Saat macan sudah tersudut, kemudian dilakukan bius hingga macan tutul itu tidak sadarkan diri. Proses evakuasi sendiri memakan waktu sekitar 30 menit, dan disaksikan oleh sejumlah warga.

"Untuk prosesnya, mulai dari persiapan sampai pembiusan kurang lebih 30 menit. Pembiusan dilakukan di lokasi, dan bius itu sifatnya sementara untuk memudahkan proses eksklusi atau evakuasi," ucapnya.

Macan Tutul Dievakuasi ke Solo Safari

Macan tutul itu kemudian dievakuasi ke Solo Safari. Evakuasi ini hanya bersifat sementara. Kondisi Macan tutul itu akan dipantau oleh tim dari Solo Safari, sebelum dikembalikan ke habitatnya.

"Binatang tersebut hidup, kalau sudah sehat kembali kita kembalikan ke habitatnya," kata Hendro.

Saat dievakuasi macan tutul itu tengah bersembunyi di rumah warga. Selama proses evakuasi, warga yang penasaran menyaksikan dari kejauhan.

"Di salah satu rumah warga di bawah cor beton ada salah satu macan agak besar, dengan jenis kelamin jantan. Alhamdulilah macan tutul berhasil kita evakuasi dengan metode bius. Lalu ditaruh di sebuah kandang, kemudian diangkat dan dibawa ke Solo Safari," ucapnya.

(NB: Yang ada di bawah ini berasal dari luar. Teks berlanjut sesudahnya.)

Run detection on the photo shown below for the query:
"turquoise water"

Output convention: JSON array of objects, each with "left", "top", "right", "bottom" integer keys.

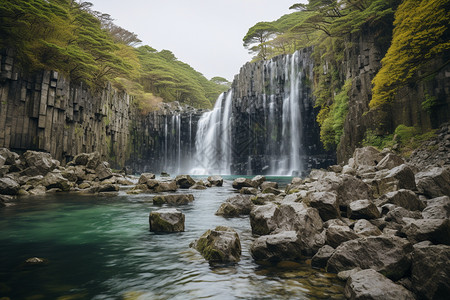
[{"left": 0, "top": 177, "right": 344, "bottom": 300}]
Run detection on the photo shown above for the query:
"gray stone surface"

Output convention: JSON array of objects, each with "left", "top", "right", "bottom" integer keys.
[{"left": 149, "top": 208, "right": 185, "bottom": 232}]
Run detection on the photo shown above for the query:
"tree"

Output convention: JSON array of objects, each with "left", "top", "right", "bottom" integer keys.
[{"left": 243, "top": 22, "right": 279, "bottom": 60}]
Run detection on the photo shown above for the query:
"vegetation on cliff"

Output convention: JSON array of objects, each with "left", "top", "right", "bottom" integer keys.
[{"left": 0, "top": 0, "right": 228, "bottom": 109}]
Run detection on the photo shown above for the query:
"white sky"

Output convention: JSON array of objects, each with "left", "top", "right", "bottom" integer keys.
[{"left": 88, "top": 0, "right": 305, "bottom": 81}]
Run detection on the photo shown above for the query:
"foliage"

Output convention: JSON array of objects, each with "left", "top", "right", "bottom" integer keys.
[
  {"left": 370, "top": 0, "right": 450, "bottom": 111},
  {"left": 362, "top": 130, "right": 395, "bottom": 150},
  {"left": 421, "top": 91, "right": 438, "bottom": 114}
]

Camat Tawangmangu, Eko Joko Widodo mengatakan macan tutul itu sudah terlihat sejak Sabtu (28/1) malam. Bahkan siang-siang, warga masih melihat sosok macan tutul itu.

"Kemarin siang-siang juga terlihat, ada yang melihat. Di rumah paling pinggir, perbatasan dengan hutan. Iya (hari ini warga juga melihat macan lagi). Ini dari BPBD, BKSDA sudah di lokasi," kata Eko, Selasa (3/3).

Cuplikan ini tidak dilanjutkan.